Hermaphroditism And Gender Ambiguity

True hermaphroditism is rare, but the term is commonly used to describe an abnormality called pseudohermaphroditism; those born pseudohermaphroditic may have the appearance of both sets of genitalia.

Hermaphroditism is actually descriptive of an exceedingly rare condition in which the subject has both testicular and ovarian internal organs with the apparent combination of normal sexual organs on the outside, but almost never occurs. Pseudohermaphroditism is, on the other hand, relatively common, and usually involves extreme enlargement of the clitoris, such that it resembles penile tissue, or an apparent rift in the scrotum resembling labial tissue. Such organs are called ambiguous genitalia, though the true sex of the subject can be determined by observation of the most functional organ or chromosomally. Those with pseudohermaphroditism are frequently identified as "intersex".
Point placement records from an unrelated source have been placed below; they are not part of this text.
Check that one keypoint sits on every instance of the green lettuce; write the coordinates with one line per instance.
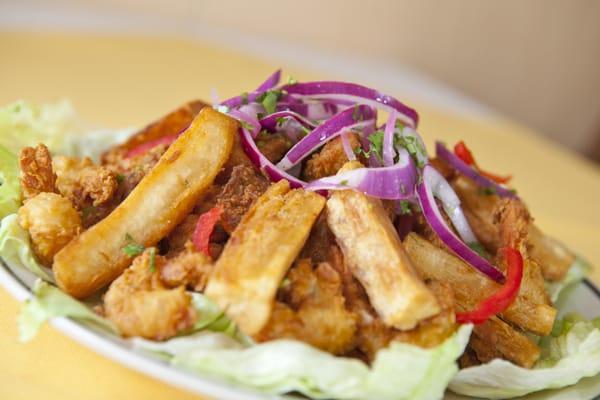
(10, 189)
(569, 355)
(401, 371)
(15, 248)
(48, 302)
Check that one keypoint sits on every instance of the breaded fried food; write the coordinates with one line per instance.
(470, 286)
(311, 308)
(51, 221)
(162, 199)
(260, 252)
(330, 159)
(373, 251)
(140, 304)
(173, 123)
(37, 175)
(496, 339)
(84, 183)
Cases of more considerably ambiguous genitals are often corrected surgically at birth, though this process has been brought into a more analytical light in recent years. Such 'corrective' surgery may at birth force upon a patient the role of a gender which is physically or psychologically unsuitable, and may cause more aesthetic damage to the genitals than already exists. Careful consideration should be given to any decisions regarding such procedures, and it may be best to put off such things until a later date, when the gender with which the child identifies is clearer.

Psuedohermaphroditism is not a medical concern, but one should be on the lookout for psychological and emotional trauma surrounding the gender identification of the affected individual, especially during and after adolescence. It is sometimes difficult for sexually distinct individuals to identify fully with their gender, and it is much more difficult for those faced with gender ambiguity to do the same. Even if a gender is 'chosen' for the child at birth, and even if it was likely the best choice, it is common that some identification trouble will appear later in life.


Moreover, surgery to reduce the size of a congenitally enlarged clitoris may do permanent damage to the sexual capacity of the child later in life, and may entirely compromise sexual function. Studies indicate, in fact, that despite apparently better and newer techniques, the results are roughly the same--more than one third of all patients who receive 'corrective' clitoral surgery at birth are entirely unable to achieve orgasm, and most of the remaining sustain significantly deteriorated sexual function. Virtually every study conducted has shown better sexual function as a result of non-intrusion than that which is achieved as a result of corrective surgery.

Counseling may be a better option, some experts suggest, as raising a child to be male or female arbitrarily may have persistent negative effects upon the psychology of the child, and those who undergo surgery seem to have had similar if not exacerbated problems late in life to those whose natural genitals remain intact. All signs point to the belief that minimal intervention is generally the best possible route, for the physical and emotional wellbeing of the child later in life. If nothing else, waiting until the child is grown to pursue options for cosmetic surgery can help to ease the pain of gender ambiguity, especially if more marginal genital ambiguity exists.